Well ladies and gentlemen, it’s time for another fine edition of Talk to the Spam. For those who don’t remember, Vol 1 detailed a comment which “…was clearly postulating a brilliant postmodern counterpoint to my hypothesis”. Let’s see what today’s automated nonsensical rhetoric has to teach us, shall we?

I recently wrote my first short story and posted it on the BrokenJPG hoping to get feedback. While only one person actually commented here on the blog, I’ve gotten quite a few responses, ranging from “It wasn’t bad” to “I really enjoyed that, do it again!”. I was ready to call the whole thing a success until I was gifted with this brilliant insight:

“I might novelty over the extent of the look well-meaning of rude for a Linux distro.”

And now I just hate everything I’ve ever written.

The beauty behind this comment is that it works on so many levels.
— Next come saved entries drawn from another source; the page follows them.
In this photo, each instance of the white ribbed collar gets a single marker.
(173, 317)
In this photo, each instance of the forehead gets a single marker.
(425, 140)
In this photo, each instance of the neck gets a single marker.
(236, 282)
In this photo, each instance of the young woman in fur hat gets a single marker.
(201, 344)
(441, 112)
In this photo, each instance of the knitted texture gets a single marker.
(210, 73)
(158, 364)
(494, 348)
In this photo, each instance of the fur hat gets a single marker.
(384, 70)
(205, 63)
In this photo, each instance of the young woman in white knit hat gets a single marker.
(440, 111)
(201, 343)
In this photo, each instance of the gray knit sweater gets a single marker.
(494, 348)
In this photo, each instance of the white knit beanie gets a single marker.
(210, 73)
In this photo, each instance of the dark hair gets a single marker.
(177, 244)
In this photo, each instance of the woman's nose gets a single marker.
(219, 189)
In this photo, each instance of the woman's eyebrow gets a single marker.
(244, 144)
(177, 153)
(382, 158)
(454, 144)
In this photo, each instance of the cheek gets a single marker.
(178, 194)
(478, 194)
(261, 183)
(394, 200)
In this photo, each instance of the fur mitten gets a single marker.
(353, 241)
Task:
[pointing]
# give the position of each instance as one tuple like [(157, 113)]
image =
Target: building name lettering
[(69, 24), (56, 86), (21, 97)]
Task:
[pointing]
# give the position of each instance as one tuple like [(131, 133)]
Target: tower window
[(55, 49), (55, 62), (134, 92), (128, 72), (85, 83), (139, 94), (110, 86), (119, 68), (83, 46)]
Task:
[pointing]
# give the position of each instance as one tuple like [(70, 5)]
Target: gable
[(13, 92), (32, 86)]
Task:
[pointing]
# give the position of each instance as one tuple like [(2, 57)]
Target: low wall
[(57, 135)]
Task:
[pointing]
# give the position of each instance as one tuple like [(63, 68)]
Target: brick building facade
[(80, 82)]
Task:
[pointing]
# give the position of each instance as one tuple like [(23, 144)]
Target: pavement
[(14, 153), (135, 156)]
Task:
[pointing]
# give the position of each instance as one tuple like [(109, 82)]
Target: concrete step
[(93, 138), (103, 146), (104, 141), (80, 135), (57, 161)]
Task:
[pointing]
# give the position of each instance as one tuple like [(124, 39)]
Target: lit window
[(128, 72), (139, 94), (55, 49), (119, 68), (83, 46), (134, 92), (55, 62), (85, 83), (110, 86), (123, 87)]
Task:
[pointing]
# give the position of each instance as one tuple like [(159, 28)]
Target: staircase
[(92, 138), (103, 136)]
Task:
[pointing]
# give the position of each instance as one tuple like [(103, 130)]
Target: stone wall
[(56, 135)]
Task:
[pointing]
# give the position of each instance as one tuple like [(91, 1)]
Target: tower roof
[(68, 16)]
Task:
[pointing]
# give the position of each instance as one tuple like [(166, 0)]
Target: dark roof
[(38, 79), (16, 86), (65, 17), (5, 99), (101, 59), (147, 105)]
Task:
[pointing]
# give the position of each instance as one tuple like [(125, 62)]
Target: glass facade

It immediately invites a closer reading, instantly rewarding that intense interest by offering up a vast cornucopia of interpretations that reflect the reader’s own biases, which in turn invites further questioning of one’s initial questions.

For example, why is it that he “might novelty”? If he didn’t novelty, what other options would be available? And how would that effect the “extent of the look”? And we haven’t even begun to consider the “Linux distro”, regardless of how well-meaning or rudely it was presented.

In less than twenty words, I was shown that writing needs to work on multiple levels. It’s not enough to simply craft a piece of fiction- I should be struggling to present a literary masterpiece whose hidden allegories and subtleties confound and lobotomize my readers, so that every perusal of the text can impart a different and more exciting revelation. And that’s a lesson that all professional amateur first-time short fiction writers can stand to learn.